In around February 2022, the Welsh Government approved some funding for emergency works to protect the buildings.

===Name===
The institution has always been named, simply, Coleg Harlech: there is no English version of the name even though it translates as Harlech College.

==Buildings==

===Plas Wernfawr===
The campus is centred on Plas Wernfawr, a house originally built in 1907–08 for George Davison, and designed in the Arts and Crafts style by the radical architect George Henry Walton. The building is in simple classical style, built of dressed blocks of local grey stone. The east front demonstrates strong horizontal lines, formed by two rows of sash windows, a projecting dentilated string course at eaves height forming the base of a pediment which contains a central oculus. Walton also laid out the garden. After it became Coleg Harlech, a library wing was added, designed by local architect Griffith Morris in an Art Deco style. Plas Wernfawr, together with the terraces revetment walls of the garden on the seaward side is a Grade II* listed building. The forecourt and garden structures on the inland side are listed Grade II.

=== Art collection ===
Plas Wernfawr once held a collection of artworks which had been donated or purchased by the college over the years. However, a financial crisis at the college in 2013 forced the sale of these artefacts and many rare books from the college library.

=== Theatre ===
The Great Hall, part of Walton's original design, was destroyed by fire in 1968. It was replaced by a brutalist theatre building, designed by Gerald Latter for Colwyn Foulkes & Partners. The theatre building was opened as Theatr Ardudwy in 1973 but subsequently changed its name to Theatr Harlech. It was operated by a separate body from the college until the Coleg closed its doors to learners in 2017. It is considered by The Twentieth Century Society to be a building at risk, along with the college's 12-storey residential tower, also designed by Latter in 1968.
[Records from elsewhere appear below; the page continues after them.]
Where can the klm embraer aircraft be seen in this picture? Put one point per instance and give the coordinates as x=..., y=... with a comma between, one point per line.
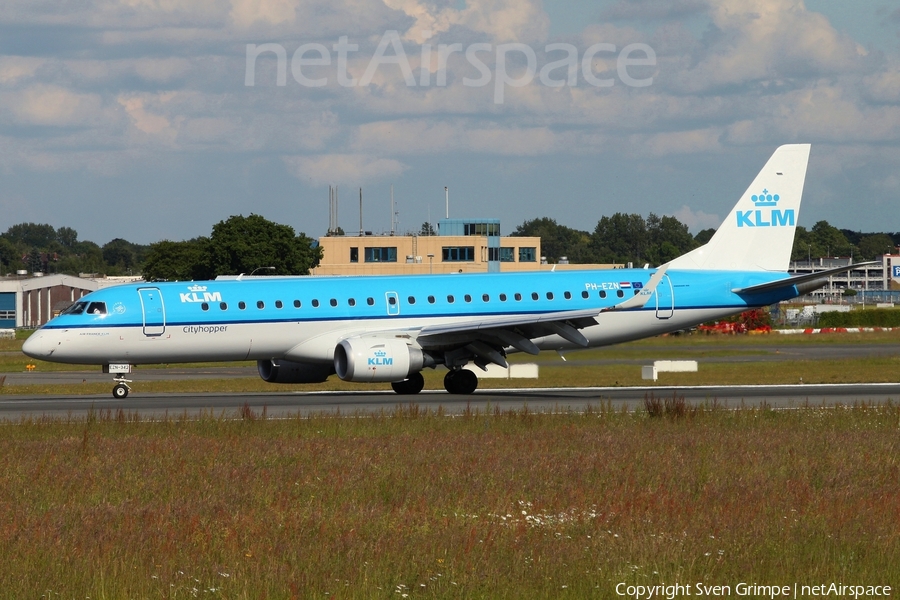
x=387, y=329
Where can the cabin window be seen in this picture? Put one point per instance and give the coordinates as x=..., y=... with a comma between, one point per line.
x=97, y=308
x=75, y=309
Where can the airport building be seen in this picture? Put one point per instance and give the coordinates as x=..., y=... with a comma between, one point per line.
x=459, y=246
x=32, y=301
x=873, y=283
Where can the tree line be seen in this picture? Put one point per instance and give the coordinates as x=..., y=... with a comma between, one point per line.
x=242, y=244
x=237, y=245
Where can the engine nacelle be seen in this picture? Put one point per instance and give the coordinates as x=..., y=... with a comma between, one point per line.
x=285, y=371
x=374, y=359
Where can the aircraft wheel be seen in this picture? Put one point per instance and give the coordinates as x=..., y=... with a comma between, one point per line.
x=412, y=385
x=462, y=381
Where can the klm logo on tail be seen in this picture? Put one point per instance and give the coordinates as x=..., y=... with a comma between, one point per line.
x=765, y=214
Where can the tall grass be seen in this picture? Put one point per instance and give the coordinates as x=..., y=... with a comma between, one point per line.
x=410, y=502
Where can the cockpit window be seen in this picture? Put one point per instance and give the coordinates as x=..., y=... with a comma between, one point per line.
x=75, y=309
x=96, y=308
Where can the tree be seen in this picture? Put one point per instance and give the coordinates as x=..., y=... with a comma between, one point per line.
x=119, y=253
x=32, y=235
x=178, y=261
x=8, y=255
x=875, y=245
x=829, y=240
x=620, y=238
x=668, y=239
x=558, y=240
x=67, y=237
x=242, y=244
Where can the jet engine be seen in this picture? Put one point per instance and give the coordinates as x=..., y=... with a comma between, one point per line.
x=376, y=359
x=285, y=371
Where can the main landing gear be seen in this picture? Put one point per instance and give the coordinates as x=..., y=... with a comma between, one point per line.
x=460, y=381
x=456, y=381
x=413, y=385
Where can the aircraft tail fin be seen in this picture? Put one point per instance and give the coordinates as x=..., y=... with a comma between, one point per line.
x=758, y=234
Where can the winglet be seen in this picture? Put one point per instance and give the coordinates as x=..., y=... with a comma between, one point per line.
x=641, y=298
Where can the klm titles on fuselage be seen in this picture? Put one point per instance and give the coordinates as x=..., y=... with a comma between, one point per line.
x=765, y=215
x=198, y=293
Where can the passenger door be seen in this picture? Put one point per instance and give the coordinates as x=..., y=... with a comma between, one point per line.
x=154, y=311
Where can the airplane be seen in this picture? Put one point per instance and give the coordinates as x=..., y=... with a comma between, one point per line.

It was reported in 2021 that the theatre "could be set to reopen", after previous reports of police investigations into earlier plans.

In 2025 the South Wales Building Preservation Trust was awarded £8000 for a survey to assess what was needed to bring it up to modern standards and back into community use.

=== Other buildings ===
The campus also includes a gymnasium built c.1970 to designs by Colwyn Foulkes and an Amenity Centre, designed in 1985 by the Percy Thomas Partnership. Other buildings including a concrete tower block once used for accommodation and Wern Fach, once the Warden's residence.